In our tree, if we used CS CFR algo we visited this node maybe one time, got very negative regret for opponent, set probability to zero and then didn't visit this node again, so we have no strategy for this node and all nodes after it.
But logic says that if opponent choosed so unliked action - we must exploit him so much in this situation if we play GTO (and we have this FULL tree with calculated GTO).
But how we can do this?
I don't really know, but maybe this might help.
There are two cases:
1. Villain takes an action that is legal with some hand but not the one he holds. This is non optimal so he will lose in the long term against a hero that continues to play according to the actions that villain takes
2. Villain takes an action that is illegal with any hand. Does this ever happen? If it does, I'd be inclined to proceed assuming he took the most infrequently taken action.

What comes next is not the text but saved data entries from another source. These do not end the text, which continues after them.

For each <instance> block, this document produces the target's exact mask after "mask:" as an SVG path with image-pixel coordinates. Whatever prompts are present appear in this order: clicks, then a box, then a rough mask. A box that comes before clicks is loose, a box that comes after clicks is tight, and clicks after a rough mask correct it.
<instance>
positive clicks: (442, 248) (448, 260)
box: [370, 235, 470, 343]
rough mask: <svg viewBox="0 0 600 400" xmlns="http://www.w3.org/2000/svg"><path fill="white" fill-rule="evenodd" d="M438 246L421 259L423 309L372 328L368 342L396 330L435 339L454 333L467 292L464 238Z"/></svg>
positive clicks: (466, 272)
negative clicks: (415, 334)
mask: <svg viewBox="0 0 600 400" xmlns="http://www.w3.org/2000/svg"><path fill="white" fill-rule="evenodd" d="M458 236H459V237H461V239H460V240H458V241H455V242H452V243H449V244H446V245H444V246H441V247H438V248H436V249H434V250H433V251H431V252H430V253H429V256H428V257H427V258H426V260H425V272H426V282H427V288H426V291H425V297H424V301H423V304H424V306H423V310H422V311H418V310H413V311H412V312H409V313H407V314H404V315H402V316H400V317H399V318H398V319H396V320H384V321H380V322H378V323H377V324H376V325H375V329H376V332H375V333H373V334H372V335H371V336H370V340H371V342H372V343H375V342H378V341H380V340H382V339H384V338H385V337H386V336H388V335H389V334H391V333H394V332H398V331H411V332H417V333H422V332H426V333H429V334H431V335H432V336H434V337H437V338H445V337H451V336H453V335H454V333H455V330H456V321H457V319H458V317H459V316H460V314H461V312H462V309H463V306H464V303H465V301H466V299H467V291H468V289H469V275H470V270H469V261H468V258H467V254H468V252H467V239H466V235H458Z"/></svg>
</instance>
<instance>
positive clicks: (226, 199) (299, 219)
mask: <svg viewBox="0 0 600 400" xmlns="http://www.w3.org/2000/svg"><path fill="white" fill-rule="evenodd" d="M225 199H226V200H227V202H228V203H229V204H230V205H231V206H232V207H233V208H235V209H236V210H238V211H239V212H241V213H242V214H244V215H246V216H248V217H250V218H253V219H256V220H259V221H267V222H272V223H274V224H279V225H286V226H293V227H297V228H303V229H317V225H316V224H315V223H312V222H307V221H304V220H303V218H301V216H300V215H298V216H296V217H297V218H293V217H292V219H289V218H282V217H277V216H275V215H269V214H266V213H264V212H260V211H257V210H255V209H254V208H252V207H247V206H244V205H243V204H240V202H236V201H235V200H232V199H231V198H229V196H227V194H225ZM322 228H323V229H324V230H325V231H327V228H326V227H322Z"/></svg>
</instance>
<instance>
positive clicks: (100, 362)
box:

It might be useful to look at
https://www.youtube.com/watch?v=qndXrHcV1sMLibratus suggests you don't really have to exploit to win conclusively. Nevertheless, my opinion is that you have to:
1. Record your opponents action frequencies and showdown hands, then determine his strategy from that info. This takes too many hands to be useful, so you could accelerate it by seeing if the statistics you do collect correspond to previously identified patterns of poor play
2. Exploit his strategy, while not being too exploitable yourself. I've done some experiments on toy games that suggest you can do this by finding the pure strategy that exploits his strategy, and mixing it with your NE strategy. The results I got suggest that small deviations from NE pay off quite well. I guess you could monitor villain statistics for signs that he reacts to your exploitation too. University of Alberta did some work on this - Data biased robust counter strategies. From the work I did on toy games I don't completely agree with their conclusion that you have to recompute NE for every opponent - but I could be wrong.